Откровенно говоря, такого признания он смело мог и не делать, так как, стоило только офицерам удалиться из кабачка, от степенного поведения фенрихов, а при них они вели себя как подобает в казино, не осталось и следа. Сразу же поднялся страшный шум. Бокалы с вином опустошались с неимоверной быстротой. Прошло всего лишь несколько минут, как первый оратор уже встал ногами на стул.
— Камераден! — закричал он. — Наконец-то мы остались одни! Так поднимем же выше наши бокалы!
— Камераден, — обеспокоенно проговорил Крамер, — только пусть все будет мирно и прилично!
Очень скоро выяснилось, что же именно понимали фенрихи под словом «приличие». Некоторые из них заорали, требуя, чтобы хозяин обеспечил их новой порцией алкогольных напитков, делая ему при этом кое-какие недвусмысленные намеки. Ротунда сразу же все понял и был готов охотнее лить вино, чем быть еще раз свидетелем того, как в его заведении проливается кровь. Однако в первую очередь он ни при каких обстоятельствах не хотел еще раз иметь дело с бургомистром и не собирался еще раз стоять перед генералом. Взглянув бегло на часы, он несколько успокоился, так как до полуночи оставалось немногим более часа. Короче говоря, сколько бы они за оставшееся время ни пили, до опасного состояния опьянения им уже все равно не дойти.
— У меня каждый веселится как может, — пообещал фенрихам Ротунда. — Не думайте, что я могу испортить вам настроение.

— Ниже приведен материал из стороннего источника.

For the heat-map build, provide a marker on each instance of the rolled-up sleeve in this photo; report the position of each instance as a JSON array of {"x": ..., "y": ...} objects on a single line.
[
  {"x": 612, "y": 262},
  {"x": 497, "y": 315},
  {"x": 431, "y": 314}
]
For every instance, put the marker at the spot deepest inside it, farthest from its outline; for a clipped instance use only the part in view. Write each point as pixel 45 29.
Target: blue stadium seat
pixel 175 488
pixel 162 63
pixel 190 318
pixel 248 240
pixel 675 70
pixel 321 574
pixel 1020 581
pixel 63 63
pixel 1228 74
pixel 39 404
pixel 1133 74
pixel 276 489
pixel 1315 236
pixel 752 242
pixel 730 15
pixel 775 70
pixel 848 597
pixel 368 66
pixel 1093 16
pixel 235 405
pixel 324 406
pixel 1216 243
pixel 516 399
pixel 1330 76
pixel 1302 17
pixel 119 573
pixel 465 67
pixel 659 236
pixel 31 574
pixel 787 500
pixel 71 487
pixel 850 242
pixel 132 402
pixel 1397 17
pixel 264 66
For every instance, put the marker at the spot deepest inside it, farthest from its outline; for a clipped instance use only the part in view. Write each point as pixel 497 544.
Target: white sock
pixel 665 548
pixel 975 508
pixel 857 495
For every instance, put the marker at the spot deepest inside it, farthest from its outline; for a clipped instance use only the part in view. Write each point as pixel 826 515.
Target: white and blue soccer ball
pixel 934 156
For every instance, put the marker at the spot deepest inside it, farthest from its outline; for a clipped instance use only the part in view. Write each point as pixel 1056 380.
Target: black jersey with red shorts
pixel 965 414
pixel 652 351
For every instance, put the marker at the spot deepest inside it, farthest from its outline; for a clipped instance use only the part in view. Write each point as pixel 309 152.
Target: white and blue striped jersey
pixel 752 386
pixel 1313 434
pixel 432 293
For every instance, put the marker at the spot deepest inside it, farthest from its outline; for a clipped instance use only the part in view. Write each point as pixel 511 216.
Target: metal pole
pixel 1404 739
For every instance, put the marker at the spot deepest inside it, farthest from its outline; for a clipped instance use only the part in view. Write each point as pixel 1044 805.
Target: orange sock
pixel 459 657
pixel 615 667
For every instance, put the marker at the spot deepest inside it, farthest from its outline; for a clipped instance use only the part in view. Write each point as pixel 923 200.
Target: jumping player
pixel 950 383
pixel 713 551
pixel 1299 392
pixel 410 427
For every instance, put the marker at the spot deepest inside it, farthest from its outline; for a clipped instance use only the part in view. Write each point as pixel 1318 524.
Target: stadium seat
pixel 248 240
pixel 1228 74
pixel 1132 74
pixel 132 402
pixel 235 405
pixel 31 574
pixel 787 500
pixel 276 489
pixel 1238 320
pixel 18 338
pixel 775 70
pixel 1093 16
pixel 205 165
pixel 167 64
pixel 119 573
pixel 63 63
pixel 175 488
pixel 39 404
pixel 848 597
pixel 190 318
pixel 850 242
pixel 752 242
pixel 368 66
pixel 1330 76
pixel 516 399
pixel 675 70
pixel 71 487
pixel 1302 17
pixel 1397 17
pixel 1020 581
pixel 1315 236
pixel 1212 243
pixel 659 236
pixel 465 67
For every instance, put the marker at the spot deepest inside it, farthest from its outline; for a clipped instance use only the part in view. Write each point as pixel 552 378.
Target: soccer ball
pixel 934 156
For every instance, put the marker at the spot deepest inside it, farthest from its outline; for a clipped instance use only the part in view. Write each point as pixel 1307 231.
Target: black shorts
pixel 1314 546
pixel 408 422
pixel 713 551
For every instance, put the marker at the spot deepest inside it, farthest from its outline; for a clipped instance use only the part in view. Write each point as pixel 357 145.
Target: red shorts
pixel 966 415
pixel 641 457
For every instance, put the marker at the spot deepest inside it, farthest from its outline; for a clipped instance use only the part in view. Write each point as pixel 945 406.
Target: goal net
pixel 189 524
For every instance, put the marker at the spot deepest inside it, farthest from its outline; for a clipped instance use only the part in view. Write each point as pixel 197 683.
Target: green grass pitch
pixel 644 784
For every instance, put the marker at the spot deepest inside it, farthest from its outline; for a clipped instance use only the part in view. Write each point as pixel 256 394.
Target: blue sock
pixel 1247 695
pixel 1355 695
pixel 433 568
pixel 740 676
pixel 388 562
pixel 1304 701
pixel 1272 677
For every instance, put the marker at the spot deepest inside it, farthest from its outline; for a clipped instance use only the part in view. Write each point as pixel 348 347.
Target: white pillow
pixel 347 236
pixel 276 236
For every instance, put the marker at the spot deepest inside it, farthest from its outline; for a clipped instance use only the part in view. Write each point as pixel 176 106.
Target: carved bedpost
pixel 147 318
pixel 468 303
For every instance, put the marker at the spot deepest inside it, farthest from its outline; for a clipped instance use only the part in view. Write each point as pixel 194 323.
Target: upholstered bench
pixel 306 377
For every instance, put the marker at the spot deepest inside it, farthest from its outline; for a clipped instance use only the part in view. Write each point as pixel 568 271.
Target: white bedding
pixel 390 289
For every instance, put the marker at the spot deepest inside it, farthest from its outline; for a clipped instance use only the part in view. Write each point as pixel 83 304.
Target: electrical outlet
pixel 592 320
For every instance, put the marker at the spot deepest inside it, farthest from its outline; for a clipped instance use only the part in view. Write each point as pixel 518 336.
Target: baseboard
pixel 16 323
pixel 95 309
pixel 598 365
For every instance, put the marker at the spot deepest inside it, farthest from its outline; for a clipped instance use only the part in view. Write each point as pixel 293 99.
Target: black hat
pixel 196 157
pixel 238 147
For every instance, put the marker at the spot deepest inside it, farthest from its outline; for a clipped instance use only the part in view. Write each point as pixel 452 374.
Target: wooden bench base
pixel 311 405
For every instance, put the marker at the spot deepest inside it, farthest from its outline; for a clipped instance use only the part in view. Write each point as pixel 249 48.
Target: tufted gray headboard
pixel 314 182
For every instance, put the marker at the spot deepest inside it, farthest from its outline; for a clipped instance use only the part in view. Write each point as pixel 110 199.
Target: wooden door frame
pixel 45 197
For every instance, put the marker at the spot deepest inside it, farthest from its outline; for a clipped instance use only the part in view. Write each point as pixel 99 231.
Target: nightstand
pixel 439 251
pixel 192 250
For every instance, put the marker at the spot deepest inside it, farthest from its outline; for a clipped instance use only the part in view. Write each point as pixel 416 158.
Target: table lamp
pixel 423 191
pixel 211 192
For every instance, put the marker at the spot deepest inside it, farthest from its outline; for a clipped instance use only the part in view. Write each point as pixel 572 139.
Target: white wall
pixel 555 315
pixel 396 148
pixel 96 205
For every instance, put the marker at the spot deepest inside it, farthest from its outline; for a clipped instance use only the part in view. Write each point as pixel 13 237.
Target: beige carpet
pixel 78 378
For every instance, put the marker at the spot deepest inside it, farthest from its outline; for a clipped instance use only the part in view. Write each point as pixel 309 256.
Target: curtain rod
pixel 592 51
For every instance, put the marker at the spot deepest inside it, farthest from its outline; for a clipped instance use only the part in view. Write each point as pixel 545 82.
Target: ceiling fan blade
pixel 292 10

— Долой длинные вступления! — дико заорали фенрихи.
Хозяина кабачка как ветром сдуло. Спустя три минуты на столе появился здоровенный кувшин вина, встреченный фенрихами возбужденно-радостным ревом.
Крамер еще раз попытался было направить дружескую попойку в нужное русло, скомандовав казарменным голосом:
— Камераден, песню!
— Поем «В Гамбурге, где я бывал»! — воскликнул Меслер. И не успел Крамер возразить, как все отделение уже затянуло предложенную Меслером песенку.
Крамер, разочарованный, уселся на место, понимая, что хотя он и отвлек фенрихов от выпивки, но все же допустил при этом досадную ошибку. Предлагая спеть песню, он должен был заранее подумать над тем, что же именно нужно спеть. Пусть уж теперь орут эту песню, лишь бы только не переходили границ дозволенного и не превращались в свиней. Пение этого гимна легкомысленных девиц еще можно было в какой-то степени простить солдатам, так считал в душе Крамер, но отнюдь не кандидатам в офицеры, за поведение которых он нес полную ответственность.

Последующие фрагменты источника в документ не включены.